Reduces stress & anxiety:
Ashwagandha is an adaptogen herb. Adaptogens are herbal supplements that work to counteract the effects of stress in the body. Amongst many benefits of Ashwagandha, the most important is that it is a natural way to enable our kids’ bodies to handle and tolerate stress way better. Studies have shown that Ashwagandha is an excellent stress reliever and thus can be extremely helpful for our children and teenagers.

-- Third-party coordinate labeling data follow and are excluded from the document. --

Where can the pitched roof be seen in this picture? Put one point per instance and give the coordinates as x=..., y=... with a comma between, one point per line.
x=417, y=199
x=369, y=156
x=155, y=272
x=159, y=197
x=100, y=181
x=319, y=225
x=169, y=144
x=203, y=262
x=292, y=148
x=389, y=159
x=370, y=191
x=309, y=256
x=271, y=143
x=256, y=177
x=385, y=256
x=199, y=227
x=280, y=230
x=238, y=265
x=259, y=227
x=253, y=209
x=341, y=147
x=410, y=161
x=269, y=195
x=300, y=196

Promotes better sleep & relaxation:
This herb can help children to improve sleep and thus helps in improving overall well-being. Moreover, research also suggests that ashwagandha root contains natural sleep-inducing compounds which are not addictive by nature.
Brahmi:
Brahmi, also known as ‘Bacopa monnieri’, is a perennial herb which is popular as a traditional medicine all around the world. It is regarded as a mental tonic that increases memory power, focus, concentration and improves mental alertness which are very important for growing children. There are many other health benefits of Brahmi for kids and that is why it is one of the top ayurvedic herbs.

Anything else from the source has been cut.